I cursed the faulty clasp that had always given me trouble and began walking away from the camp in search of my wedding present. The onyx necklace was the first gift the Messenger had given me, and every time I felt it around my neck, I would remember that special night when I became a woman. I treasured it above all of my meager possessions and was not about to let it vanish into the sands for all time because of carelessness.
I climbed over the hillock and soon lost sight of the base camp. My eyes scanned the ground as I carefully retraced my steps, but there was no sign of the necklace. Frustrated, I looked around the base of the cactus, and still the necklace eluded my search. I stubbornly crossed the path again and again, kicking aside stones and overturning an anthill in my quest to find my wedding present. I became increasingly agitated and wondered how I would tell my love that his special gift to me was lost forever.
And then I saw it. Partially buried under a small mound of sand, a black stone winked out at me, its white flecks glittering in the harsh sunlight. I smiled in delight and thanked Allah for helping me find the necklace.

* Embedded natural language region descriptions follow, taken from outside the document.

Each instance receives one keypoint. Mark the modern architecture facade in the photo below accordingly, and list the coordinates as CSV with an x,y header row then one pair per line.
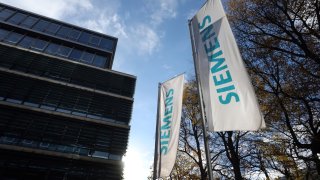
x,y
64,113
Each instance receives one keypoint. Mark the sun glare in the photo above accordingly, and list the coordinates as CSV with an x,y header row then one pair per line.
x,y
136,166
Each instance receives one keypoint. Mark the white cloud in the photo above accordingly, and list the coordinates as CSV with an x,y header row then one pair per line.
x,y
167,67
145,39
165,9
137,164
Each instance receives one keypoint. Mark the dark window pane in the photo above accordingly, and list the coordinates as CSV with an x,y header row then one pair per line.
x,y
26,42
3,33
63,51
4,14
13,37
41,25
17,18
84,38
29,22
87,57
39,44
106,44
52,28
52,48
63,31
74,34
99,61
94,40
75,54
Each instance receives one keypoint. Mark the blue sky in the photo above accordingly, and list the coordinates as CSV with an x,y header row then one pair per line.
x,y
153,44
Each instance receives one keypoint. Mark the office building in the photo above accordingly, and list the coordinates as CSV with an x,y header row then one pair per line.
x,y
64,113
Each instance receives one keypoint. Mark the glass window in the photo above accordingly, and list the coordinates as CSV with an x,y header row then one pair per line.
x,y
63,31
52,48
17,18
52,28
63,51
106,44
75,54
3,33
26,42
74,34
39,44
87,57
13,37
41,25
4,14
99,61
84,38
94,40
29,22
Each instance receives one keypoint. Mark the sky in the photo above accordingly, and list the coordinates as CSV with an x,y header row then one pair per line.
x,y
153,44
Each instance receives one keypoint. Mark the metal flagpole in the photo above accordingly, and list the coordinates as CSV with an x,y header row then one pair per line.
x,y
156,163
205,138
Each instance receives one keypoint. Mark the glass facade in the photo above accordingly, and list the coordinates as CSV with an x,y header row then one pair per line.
x,y
52,48
44,25
64,113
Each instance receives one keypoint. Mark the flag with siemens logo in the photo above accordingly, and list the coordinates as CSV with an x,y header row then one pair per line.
x,y
169,117
228,95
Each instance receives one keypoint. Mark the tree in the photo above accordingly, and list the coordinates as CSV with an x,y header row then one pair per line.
x,y
280,41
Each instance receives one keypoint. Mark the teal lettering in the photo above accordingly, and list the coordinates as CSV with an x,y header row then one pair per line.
x,y
165,134
207,18
168,101
169,93
207,33
225,89
222,80
168,111
167,121
164,150
218,62
211,47
228,98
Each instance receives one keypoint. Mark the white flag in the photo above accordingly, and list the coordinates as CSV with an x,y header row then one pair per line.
x,y
228,95
170,107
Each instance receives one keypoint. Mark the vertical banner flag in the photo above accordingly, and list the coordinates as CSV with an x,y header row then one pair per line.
x,y
169,118
228,95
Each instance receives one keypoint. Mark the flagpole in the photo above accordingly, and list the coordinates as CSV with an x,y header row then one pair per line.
x,y
156,164
203,122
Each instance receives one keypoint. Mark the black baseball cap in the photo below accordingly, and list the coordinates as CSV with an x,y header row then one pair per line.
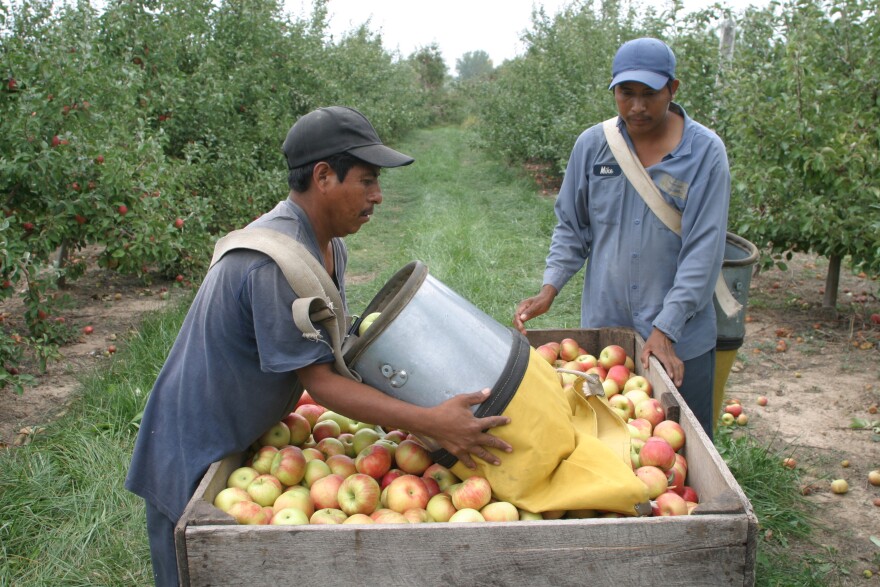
x,y
334,130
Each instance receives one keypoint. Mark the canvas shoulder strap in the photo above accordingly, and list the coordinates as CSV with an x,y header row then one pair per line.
x,y
318,300
638,176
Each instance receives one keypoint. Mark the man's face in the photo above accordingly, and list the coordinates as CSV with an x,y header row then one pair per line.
x,y
350,203
643,108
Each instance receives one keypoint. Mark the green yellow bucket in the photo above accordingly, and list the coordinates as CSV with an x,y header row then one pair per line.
x,y
739,257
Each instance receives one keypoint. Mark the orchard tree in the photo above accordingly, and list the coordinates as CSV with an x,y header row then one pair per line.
x,y
474,65
801,118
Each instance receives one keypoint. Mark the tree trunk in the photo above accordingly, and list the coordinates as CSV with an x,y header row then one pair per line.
x,y
832,282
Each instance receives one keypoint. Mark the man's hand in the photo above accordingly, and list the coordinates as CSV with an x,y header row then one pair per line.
x,y
659,345
455,428
534,306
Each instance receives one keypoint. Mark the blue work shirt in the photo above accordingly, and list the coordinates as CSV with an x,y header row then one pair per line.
x,y
639,273
231,372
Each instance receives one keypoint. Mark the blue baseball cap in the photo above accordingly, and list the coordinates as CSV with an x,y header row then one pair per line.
x,y
647,61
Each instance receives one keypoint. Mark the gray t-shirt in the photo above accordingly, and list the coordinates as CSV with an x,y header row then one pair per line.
x,y
231,372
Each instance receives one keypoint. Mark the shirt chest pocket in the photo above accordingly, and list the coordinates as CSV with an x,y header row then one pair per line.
x,y
606,199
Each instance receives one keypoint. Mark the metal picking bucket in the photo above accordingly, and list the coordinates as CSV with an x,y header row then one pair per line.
x,y
430,344
739,257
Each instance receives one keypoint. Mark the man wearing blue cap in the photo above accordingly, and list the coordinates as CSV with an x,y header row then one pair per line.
x,y
640,274
240,358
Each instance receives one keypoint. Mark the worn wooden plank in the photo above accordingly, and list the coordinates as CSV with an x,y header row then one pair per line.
x,y
683,551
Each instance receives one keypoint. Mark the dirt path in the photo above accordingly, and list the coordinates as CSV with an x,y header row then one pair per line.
x,y
828,376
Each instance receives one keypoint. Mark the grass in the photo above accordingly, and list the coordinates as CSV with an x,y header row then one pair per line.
x,y
481,228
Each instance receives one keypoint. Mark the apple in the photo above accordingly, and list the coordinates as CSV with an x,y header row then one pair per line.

I quickly pulled it out of the ground and wiped it clean. I held it close in my palm rather than tie it to my neck and risk having it fall off again. And then I looked up at the sky and realized that the sun was now far above me. I blanched-how long had I spent out here, alone in the wilderness? Had it been hours? I cursed my own foolishness. The Muslims should have been on the road to Medina by now, but my little excursion had delayed the entire army. Scouts were probably searching frantically for me, and the whole camp would be in disarray at my disappearance. My heart racing, I ran back to the hillock and climbed down, practicing a thousand apologies in my head for having held up the entire expedition.
And then I froze as the campground came into sight.
The area was deserted. There was not a single human being or animal left of the entire armed contingent. I stood there in utter shock, my breath caught in my throat. They were gone. The Muslims had broken camp and left without me.
I looked around desperately and called out for help. But there was no sign of any stragglers, and the only answer was the mocking call of my own echo.
My vision blurred as I stood forsaken in the empty wasteland where no man or woman could survive alone for more than a few hours. Tears fell readily from my eyes and I could feel their bitter salt on my tongue. The mad thought crossed my mind that the only water I would ever taste again would be that which flowed from inside me.
I sat down in despair, the necklace falling from my hand and landing on the dry earth that would soon become my grave. I looked in fury at the simple onyx beads whose pursuit would now cost me my life. And then I felt all the color drain from my face.
The necklace had fallen in such a fashion that the beads curled up to form a smile, a cruel, mocking jeer. And then the wind rose and I thought I could hear a terrible, inhuman laughter echoing all about me.